The month of October carries with it the feeling of fall, apple orchid visits, and a warm cider on a crisp and chilly afternoon. However, for some, the month of October holds a very different meaning as it marks Domestic Violence Awareness Month. During this month, we take time to recognize the stories and experiences of those who have been or currently are victims/survivors of domestic violence.
The issue of domestic violence has a hold on not only those who experience it directly, but anyone who has seen the way it affects those who have had to go through it. The traumatic experiences of this type of abuse can have a lasting impact on the entirety of the victims’ life and is therefore detrimental to their physical and emotional well being. This video from the Media Co-op defines trauma as “what occurs when a person is overwhelmed by something beyond their control.”
When an event occurs that is out of your control and is somehow harmful to you, there are natural mechanisms in your brain that trigger responses to keep you safe. Yet there can also be extremely severe consequences if these responses are triggered constantly. The ability to cope with and manage the effects that trauma can have on the brain is no easy task. There are many ways that people can choose to avoid their pain through substance abuse, an unhealthy relationship with food, addiction to technology, or forms of self harm. However, there can also be more positive ways to handle the pain of trauma that allows for growth and healing.
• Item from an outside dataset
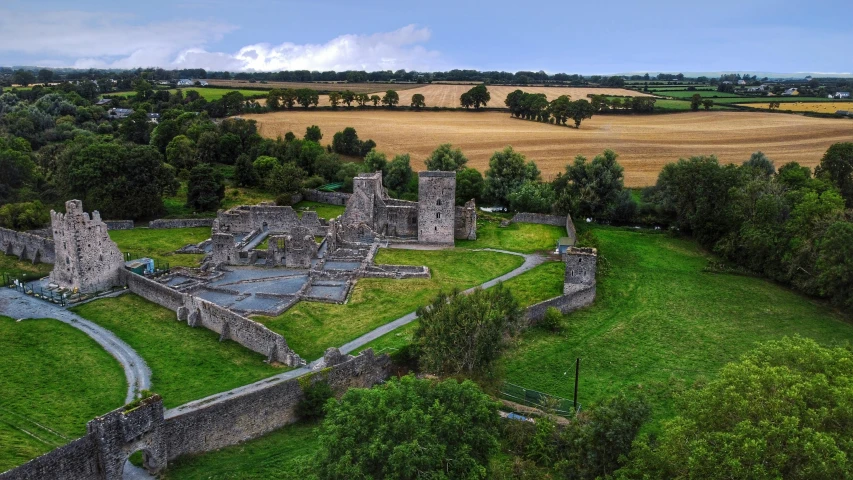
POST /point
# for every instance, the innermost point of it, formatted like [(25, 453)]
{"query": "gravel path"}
[(530, 261), (19, 306)]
Expanding from the phenomenal power music holds in the world of speech therapy, it has also been proven by many as a productive tool in recovering from trauma that has originated from experiences of domestic violence or abuse. According to a study done at Ohio University, music therapy provides a “safe medium” in which survivors have control over a nonverbal form of expression. This research describes the ways in which music can increase reality orientation, self-esteem, and communication skills — each of which are critical factors in the process of healing and recovery from trauma.
In her TedTalk describing her own path of healing, Karla Hawley elaborates on how making music is what kept her alive through some of her darkest moments: “When music is applied with intentional strategy,” she says, “it can restore our ability to be back in our lives with meaning, to understand your pain, and to understand your trauma story. And that is the difference.”